…then you’re nearly as stupid as me.
Talking to mom today. Spend the first major chunk of the conversation going on endlessly about how amazing my TL at work is, for lo, she rigged it so I’ll be spending massive amounts of time in Chicago, for work. Clearly I’ve been radiating home-sick more than I knew, or my TL just rocks the whole world. Anywho, mom breaks into my plot for setting up a smuggling ring for Chinese buns to ask, “So, are there any boys you like at work?”
Clarity, I immediately thought of you. I was feeling envious. You have a get out of jail free card for these conversations, and apparently mine backfired. Observe.
“I like lots of people at work. And, well, I’m me, so most of them are boys.”
“Anybody special?”
“It’s a company full of geeks. We’re all special.”
She changes tactics. “Anybody like you?”
“Nobody likes me. I’m intolerable. You lived with me for seventeen years, you know this.”

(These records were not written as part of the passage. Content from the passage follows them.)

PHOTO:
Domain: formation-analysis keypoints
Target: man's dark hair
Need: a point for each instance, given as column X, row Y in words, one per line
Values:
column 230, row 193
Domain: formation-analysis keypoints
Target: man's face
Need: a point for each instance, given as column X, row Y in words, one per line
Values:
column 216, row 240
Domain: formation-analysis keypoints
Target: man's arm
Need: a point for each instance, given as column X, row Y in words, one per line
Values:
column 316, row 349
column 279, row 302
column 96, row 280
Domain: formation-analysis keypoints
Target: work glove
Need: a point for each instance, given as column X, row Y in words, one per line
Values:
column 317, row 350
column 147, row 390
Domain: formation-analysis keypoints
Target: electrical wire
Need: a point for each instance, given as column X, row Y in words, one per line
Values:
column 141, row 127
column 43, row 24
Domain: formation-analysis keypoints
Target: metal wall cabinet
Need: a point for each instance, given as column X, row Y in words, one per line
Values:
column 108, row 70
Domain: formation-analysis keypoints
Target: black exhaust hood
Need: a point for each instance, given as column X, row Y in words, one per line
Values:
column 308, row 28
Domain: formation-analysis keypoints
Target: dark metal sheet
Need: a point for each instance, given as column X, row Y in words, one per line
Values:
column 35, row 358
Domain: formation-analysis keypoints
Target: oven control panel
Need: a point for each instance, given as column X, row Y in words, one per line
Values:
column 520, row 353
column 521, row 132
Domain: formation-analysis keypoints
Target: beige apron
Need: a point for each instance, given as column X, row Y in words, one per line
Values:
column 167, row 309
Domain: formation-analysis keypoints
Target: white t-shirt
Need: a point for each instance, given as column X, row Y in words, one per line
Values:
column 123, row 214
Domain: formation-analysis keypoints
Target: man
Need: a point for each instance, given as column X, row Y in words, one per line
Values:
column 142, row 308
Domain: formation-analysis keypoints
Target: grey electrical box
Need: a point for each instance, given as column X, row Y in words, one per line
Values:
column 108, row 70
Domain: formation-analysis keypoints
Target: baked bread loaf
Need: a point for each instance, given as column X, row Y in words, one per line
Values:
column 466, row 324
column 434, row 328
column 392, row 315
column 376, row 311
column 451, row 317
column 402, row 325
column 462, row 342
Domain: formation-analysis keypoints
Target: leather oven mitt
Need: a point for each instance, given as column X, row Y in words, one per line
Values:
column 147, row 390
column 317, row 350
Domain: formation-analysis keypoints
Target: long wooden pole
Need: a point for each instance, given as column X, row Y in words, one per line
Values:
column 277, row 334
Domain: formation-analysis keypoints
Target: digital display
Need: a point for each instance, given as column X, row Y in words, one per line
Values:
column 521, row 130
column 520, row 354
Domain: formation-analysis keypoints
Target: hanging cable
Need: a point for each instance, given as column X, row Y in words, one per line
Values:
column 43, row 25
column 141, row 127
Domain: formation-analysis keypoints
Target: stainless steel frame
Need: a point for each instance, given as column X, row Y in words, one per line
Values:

“Anaea, I’m being serious. Have you found anybody?”
At this point I check the couch to make sure that I haven’t fallen through a dimensional rift and he does in fact still exist. “Is something wrong with Don?”
“No, Don’s a very nice young man. Quiet, but he’s a gentleman.”
“Snrk.” Yeah, and I’m the epitome of lady. “I don’t understand your question.”
“Well, you two do that thing you do, and he can find other people and you can, so I wanted to know if you found anybody else.”
Yes, ladies and gentlemen, and them’s that ain’t, I’ve managed to wind up in the worst of all possible situations. My mother can go ahead and quietly loathe and be resentful about the relationship I’m in while pressuring me to get a boyfriend. Pushing for grandkids is so last generation. No, all the cool moms are harrasing their kids into building a mighty harem of geek boys where hedonistic desire is served via electronics, science fiction, and redefing fetish toys. Raise your hand if you saw that coming.
My hands are not raised. My hands are holding a shotgun which I’m going to use against anybody who so much as lifts a finger skyward. You hear that? It’s not funny. NOT FUNNY.
Quit laughing at me. *Snf* Y’all are so mean.